KT Group
- Founded: 1956; 69 years ago
- Headquarters: Myanmar (Burma)
- Key people: Jonathan Myo Kyaw Thaung, CEO Deborah Kyaw Thaung, Executive Director Harriet Kyaw Thaung, Director

= KT Group =

KT Group is a family-owned business enterprise in Myanmar, with business interests in aviation, real estate, container ports, and oil and gas. KT Group is led by Jonathan Kyaw Thaung, its CEO. The Kyaw Thaung family also operates a network of 28 subsidiaries and associated businesses, including Ky Tha Group. KT Group also operates a charitable arm, KT Care, founded in 2008.

KT Group has courted significant scrutiny for its close ties to the Burmese military. The group has partnerships with military-linked businessmen including Aung Pyae Sone, the son of Min Aung Hlaing, the country's military ruler.

In 2016, KT Group leased the Yangon's TMT Ports terminal (formerly Bo Aung Kyaw terminal) from the military-owned Myanma Economic Holdings Limited under a 50-year build-operate-transfer agreement worth per year. In February 2020, Burma Campaign UK successfully pressured British companies using the port to terminate their relationship with KT Group due to military ties.
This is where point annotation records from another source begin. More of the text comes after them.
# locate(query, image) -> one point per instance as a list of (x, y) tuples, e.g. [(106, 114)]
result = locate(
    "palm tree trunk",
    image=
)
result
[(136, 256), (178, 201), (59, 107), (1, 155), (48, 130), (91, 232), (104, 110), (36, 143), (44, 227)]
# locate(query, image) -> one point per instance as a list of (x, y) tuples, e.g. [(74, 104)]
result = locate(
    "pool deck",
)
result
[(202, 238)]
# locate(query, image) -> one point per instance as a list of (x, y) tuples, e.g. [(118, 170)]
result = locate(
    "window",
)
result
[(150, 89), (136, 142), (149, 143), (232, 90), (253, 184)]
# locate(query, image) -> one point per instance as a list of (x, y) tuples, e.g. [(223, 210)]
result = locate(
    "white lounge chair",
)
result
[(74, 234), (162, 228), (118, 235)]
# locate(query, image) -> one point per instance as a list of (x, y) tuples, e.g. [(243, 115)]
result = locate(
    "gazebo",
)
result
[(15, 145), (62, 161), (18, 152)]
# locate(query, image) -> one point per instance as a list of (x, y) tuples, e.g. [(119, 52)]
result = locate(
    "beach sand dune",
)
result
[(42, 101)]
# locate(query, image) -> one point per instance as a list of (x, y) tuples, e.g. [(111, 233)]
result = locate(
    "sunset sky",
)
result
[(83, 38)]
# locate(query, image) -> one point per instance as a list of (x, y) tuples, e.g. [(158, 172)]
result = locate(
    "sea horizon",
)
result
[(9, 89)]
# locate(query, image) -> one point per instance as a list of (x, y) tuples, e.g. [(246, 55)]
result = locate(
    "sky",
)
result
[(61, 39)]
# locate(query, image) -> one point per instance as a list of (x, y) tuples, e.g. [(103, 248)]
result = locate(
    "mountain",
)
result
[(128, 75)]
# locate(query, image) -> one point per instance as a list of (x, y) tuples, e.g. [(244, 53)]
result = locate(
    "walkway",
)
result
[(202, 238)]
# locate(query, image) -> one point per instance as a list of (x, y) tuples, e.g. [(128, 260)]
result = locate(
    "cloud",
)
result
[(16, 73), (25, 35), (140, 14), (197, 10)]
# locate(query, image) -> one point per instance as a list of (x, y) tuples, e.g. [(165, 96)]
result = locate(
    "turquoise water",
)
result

In August 2021, a United Nations fact-finding mission concluded that KT Group warranted criminal investigation for donating to the military to assist it with the Rohingya clearance operations in Rakhine State. In November 2021, KT Group signalled an interest in acquiring Telenor Myanmar. In December 2021, a New York Times investigation found that KT Group had been used by the Burmese military to circumvent sanctions to purchase military equipment and hardware, including the import of aircraft for the Burmese military's fleet, and a coastal radar technology system made by Thales, which is partially owned by the French government.